Another city in Germany which attracts sizeable number of tourists is Dresden. Before it was severely damaged from World War II bombings, Dresden was known as the Jewel Box because of its lavish collection of stunning art and architecture. After many years, the city has restored much of its former glory. The capital of the federal state of Saxony, Dresden offers a number of historic sites like the stunning Frauenkirche cathedral. The city also boasts many cultural institutions of which the Semper Opera is most widely esteemed.

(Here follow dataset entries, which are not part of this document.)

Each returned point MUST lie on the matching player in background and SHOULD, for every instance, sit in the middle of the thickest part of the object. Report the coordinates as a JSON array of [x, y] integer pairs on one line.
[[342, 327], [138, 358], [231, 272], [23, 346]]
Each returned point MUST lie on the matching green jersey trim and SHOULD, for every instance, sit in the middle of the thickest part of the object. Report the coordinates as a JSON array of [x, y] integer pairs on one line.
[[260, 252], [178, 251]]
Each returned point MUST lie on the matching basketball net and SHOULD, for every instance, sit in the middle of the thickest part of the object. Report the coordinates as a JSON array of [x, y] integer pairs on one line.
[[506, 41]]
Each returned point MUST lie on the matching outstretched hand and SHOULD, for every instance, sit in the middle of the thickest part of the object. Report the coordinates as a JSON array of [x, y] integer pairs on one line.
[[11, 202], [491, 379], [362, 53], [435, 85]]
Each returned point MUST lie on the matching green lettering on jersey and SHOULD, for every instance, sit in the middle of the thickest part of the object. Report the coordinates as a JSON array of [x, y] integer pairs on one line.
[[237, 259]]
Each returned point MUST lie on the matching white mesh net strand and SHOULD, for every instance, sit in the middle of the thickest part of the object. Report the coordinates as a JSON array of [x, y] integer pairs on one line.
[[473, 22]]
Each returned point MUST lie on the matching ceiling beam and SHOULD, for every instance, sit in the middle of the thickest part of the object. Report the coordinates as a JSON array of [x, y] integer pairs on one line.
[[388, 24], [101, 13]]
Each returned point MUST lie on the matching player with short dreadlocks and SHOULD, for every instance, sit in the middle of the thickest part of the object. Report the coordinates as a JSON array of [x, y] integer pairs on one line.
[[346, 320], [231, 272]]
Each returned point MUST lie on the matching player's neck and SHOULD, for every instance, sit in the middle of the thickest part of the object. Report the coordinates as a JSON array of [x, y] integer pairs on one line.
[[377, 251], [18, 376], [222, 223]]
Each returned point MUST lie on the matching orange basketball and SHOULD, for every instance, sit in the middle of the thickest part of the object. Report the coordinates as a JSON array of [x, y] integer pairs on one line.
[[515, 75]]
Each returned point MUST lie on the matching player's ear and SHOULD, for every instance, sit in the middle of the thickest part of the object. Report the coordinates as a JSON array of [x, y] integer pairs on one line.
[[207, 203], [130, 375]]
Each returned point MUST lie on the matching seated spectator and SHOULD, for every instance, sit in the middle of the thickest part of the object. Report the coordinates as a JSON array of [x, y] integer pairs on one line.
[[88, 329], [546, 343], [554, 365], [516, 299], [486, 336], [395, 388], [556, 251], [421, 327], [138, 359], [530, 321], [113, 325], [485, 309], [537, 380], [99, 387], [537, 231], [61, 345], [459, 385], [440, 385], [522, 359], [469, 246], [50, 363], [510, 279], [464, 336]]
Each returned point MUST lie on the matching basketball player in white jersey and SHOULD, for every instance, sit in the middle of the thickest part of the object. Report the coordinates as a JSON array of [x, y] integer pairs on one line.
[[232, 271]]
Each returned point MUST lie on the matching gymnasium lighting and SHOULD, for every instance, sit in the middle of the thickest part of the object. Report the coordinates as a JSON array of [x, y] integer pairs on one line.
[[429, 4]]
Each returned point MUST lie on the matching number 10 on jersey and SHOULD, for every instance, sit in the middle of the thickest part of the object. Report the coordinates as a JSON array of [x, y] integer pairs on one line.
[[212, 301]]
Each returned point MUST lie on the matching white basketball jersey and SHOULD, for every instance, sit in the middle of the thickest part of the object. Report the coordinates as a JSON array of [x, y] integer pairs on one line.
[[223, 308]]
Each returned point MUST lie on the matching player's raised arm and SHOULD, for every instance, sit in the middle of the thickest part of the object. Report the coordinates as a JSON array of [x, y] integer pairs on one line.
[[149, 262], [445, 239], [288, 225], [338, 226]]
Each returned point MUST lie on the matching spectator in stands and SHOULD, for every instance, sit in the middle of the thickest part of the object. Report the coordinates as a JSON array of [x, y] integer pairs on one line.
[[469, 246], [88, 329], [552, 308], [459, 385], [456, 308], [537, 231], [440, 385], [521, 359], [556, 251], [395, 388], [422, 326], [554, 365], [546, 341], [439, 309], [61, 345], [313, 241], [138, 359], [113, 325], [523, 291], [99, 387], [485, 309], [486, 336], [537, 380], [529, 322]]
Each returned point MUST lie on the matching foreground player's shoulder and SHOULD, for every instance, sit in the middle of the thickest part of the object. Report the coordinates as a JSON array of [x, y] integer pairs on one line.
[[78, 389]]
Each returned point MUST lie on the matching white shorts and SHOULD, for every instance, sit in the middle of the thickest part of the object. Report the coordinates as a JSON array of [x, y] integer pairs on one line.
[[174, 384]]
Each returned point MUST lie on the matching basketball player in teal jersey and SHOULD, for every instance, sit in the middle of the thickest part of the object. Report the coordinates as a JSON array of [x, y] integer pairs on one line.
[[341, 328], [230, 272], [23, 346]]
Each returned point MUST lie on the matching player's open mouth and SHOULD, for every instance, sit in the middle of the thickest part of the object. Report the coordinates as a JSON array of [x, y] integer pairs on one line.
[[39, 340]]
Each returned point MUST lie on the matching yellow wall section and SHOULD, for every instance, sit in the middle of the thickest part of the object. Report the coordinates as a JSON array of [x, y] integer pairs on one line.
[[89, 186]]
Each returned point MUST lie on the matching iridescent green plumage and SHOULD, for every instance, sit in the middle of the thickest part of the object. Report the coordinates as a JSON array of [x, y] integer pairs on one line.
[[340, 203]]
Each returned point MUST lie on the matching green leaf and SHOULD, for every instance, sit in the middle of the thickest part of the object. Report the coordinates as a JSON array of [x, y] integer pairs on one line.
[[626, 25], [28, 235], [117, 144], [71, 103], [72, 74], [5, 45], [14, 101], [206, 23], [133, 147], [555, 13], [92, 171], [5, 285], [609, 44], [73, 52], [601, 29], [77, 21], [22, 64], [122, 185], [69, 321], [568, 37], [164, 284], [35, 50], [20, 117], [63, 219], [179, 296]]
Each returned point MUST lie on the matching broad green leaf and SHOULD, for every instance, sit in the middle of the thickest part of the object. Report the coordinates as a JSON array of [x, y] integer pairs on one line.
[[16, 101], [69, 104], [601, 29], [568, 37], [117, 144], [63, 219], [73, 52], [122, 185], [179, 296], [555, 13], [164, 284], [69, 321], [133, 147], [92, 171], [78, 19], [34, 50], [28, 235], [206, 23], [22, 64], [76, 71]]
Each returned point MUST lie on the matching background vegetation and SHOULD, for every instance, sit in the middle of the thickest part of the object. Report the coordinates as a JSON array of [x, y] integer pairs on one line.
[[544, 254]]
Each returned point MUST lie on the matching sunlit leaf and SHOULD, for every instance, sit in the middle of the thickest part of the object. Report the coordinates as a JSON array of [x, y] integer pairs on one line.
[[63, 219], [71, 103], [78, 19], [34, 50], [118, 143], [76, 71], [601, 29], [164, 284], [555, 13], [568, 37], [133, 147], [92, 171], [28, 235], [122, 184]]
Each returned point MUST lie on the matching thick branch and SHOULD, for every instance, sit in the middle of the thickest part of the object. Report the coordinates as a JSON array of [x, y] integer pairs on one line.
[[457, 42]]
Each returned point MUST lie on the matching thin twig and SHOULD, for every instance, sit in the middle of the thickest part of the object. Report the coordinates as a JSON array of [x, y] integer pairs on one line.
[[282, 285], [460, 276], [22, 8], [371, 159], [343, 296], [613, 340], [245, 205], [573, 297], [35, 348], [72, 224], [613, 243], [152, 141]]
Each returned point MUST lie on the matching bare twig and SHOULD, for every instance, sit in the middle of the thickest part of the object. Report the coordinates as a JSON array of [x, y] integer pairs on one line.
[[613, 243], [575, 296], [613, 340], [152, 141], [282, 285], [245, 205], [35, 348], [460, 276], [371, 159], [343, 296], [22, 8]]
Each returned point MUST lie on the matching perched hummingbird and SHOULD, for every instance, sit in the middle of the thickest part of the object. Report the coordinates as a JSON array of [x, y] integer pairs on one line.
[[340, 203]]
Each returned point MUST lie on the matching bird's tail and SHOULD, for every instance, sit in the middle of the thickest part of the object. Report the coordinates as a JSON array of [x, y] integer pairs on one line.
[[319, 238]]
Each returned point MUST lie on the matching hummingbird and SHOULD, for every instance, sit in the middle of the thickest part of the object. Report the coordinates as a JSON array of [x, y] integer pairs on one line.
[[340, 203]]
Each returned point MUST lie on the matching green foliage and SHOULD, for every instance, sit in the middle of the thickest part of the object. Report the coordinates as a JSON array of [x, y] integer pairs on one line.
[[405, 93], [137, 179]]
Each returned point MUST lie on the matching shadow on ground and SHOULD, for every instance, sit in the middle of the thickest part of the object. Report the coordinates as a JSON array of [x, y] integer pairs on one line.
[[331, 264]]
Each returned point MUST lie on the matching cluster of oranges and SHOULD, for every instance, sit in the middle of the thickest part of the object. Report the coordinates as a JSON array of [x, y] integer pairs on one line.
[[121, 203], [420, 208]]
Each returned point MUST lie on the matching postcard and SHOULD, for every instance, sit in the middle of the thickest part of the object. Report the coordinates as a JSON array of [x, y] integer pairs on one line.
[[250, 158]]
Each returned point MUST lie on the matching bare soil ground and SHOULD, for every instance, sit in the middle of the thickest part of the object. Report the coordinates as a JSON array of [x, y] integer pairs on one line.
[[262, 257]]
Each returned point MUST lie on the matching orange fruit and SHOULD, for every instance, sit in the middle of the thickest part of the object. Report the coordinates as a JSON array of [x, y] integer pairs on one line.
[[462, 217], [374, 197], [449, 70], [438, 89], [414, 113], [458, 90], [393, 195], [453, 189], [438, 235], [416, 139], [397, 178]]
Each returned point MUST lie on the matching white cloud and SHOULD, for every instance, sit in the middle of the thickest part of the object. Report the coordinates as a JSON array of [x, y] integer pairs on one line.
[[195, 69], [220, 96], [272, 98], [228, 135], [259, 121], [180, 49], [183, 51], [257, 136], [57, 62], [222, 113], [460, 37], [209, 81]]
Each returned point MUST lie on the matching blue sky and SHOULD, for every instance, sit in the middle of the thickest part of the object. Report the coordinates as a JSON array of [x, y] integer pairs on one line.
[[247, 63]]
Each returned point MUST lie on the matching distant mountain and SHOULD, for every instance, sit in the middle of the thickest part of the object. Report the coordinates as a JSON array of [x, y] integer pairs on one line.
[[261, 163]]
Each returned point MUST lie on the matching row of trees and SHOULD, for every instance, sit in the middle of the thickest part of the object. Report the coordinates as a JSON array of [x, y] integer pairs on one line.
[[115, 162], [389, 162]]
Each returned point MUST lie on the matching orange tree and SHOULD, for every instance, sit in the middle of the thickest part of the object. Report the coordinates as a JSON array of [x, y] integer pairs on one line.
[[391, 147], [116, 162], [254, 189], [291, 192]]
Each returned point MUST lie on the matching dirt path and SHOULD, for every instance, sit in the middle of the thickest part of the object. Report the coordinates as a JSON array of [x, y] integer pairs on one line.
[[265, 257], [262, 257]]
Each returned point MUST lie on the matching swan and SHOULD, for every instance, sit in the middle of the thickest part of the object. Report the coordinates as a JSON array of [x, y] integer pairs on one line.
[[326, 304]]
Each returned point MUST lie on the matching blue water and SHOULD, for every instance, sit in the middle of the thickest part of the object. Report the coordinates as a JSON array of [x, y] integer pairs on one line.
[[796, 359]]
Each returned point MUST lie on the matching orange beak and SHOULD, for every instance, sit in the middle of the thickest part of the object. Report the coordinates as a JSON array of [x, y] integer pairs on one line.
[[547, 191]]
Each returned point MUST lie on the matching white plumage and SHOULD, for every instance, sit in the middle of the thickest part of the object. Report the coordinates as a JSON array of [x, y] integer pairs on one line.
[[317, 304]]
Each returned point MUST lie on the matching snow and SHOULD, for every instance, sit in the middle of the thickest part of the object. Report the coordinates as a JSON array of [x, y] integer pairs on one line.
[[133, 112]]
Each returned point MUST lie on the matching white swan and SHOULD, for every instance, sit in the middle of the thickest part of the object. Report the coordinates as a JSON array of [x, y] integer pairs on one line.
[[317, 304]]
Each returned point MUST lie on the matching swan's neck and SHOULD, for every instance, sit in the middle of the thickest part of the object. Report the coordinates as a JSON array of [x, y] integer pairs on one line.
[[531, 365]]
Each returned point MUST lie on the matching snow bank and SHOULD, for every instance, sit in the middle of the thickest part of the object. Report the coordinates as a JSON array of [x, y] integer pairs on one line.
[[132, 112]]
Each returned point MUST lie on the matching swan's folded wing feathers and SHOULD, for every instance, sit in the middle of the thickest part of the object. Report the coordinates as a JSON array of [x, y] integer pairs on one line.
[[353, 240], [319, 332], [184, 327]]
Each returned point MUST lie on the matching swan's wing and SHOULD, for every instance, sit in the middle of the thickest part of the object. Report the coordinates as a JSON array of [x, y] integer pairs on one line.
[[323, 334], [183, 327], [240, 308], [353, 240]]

As one of the largest Baltic seaports in Germany, Lubeck is a tourist place to see, it is located in the country’s northern-most state, Schleswig-Holstein. Founded in 1143, Lubeck served for several centuries as the capital seat of the Hanseatic League. Although it was the first German city to be bombed and damaged during World War II, Lubeck still retains much of its medieval architecture, making it a popular tourist destination. A walk through the narrow streets of the Altstadt offers views of historic sites like the stunning cathedral, the 12th century Town Hall and the old city gates of which the Holstentor is the most famous.
Any tourist visiting Germany should also not miss Heidelberg. With historic treasures like the medieval Old Bridge, the Heidelberg Castle, the Church of the Holy Spirit and the Knight St. George House, it is no wonder that Heidelberg is a popular tourist attraction. The city center’s main street, Haupstrasse, is packed with pubs, restaurants, museums, art galleries, shops and markets. Home to Germany’s oldest university, Heidelberg’s long academic history can be retraced along the Philosopher’s Walk, a scenic footpath often walked by many earlier philosophers and professors.
On the other hand, the most photographed building in Germany, Neuschwanstein Castle, is also one of Europe’s most popular tourist destinations. Nestled among the breathtaking beauty of the Bavarian Alps near the town of Fussen, this fairy-tale castle served as the inspiration behind Walt Disney’s Sleeping Beauty Castle. Constructed in the late 1800s, Neuschwanstein Castle was never built for defense purposes as most castles. Instead, this castle was created as a fanciful retreat King Ludwig II of Bavaria who had a reputation for abiding in daydreams instead of reality.